Es waren vor allem Alamannen, die nach dem Abzug der Römer um das Jahr 450 herum das Land vor den Alpen in Besitz nahmen und kultivierten. Daneben lebten in unserer Region Mitglieder anderer Germanenstämme, zurückgebliebene Romanen sowie Menschen aus anderen Gegenden des römischen Reichs. Vielleicht gab es sogar noch Reste von Kelten und Rätern. Jedenfalls waren die Allgäuer des Frühmittelalters eine ziemlich exotische Multikulti-Gesellschaft.
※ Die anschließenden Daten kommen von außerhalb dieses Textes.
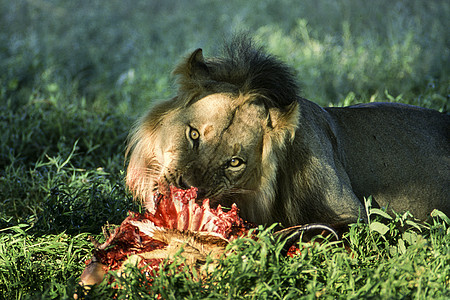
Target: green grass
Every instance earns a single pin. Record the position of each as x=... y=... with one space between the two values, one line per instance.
x=74 y=75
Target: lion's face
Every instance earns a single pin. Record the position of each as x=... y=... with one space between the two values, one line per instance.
x=221 y=134
x=214 y=144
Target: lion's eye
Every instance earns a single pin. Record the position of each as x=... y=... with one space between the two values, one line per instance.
x=194 y=134
x=235 y=162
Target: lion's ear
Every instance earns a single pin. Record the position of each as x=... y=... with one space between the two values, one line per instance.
x=197 y=66
x=192 y=69
x=284 y=122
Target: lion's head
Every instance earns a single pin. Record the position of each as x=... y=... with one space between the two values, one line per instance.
x=224 y=132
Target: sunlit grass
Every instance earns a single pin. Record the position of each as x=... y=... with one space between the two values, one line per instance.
x=76 y=74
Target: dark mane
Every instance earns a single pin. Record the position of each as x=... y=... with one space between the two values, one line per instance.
x=243 y=68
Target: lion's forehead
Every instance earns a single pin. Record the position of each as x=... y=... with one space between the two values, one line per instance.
x=220 y=115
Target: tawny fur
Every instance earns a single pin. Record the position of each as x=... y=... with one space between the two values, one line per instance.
x=282 y=158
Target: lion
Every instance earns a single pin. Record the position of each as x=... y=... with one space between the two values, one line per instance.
x=238 y=130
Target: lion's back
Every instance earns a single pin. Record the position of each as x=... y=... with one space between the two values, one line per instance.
x=399 y=154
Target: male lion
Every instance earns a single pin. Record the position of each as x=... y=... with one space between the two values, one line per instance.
x=239 y=132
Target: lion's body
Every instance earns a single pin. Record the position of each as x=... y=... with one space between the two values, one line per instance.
x=238 y=131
„Blut zu vergießen war weitaus populärer als Tinte zu verspritzen.“ Der Allgäuer Historiker Alfred Weitnauer
Wer wo in unserer Region lebte, kann heute nicht mehr genau gesagt werden. Die Menschen waren – mit wenigen Ausnahmen – Analphabeten. Deshalb existieren kaum schriftliche Aufzeichnungen. „Blut zu vergießen war weitaus populärer als Tinte zu verspritzen.“ So brachte es der Allgäuer Historiker Alfred Weitnauer einst auf den Punkt. Wenn etwas aufgezeichnet wurde, dann in den Machtzentren der weltlichen Herrscher sowie in den Klöstern, wo des Schreibens mächtige Mönche lebten. Oft berichten Urkunden von wichtigen Ereignissen – etwa jene im Kloster Sankt Gallen aus dem Jahr 817, die erstmals eine Siedlung im „Albgau“ dokumentiert.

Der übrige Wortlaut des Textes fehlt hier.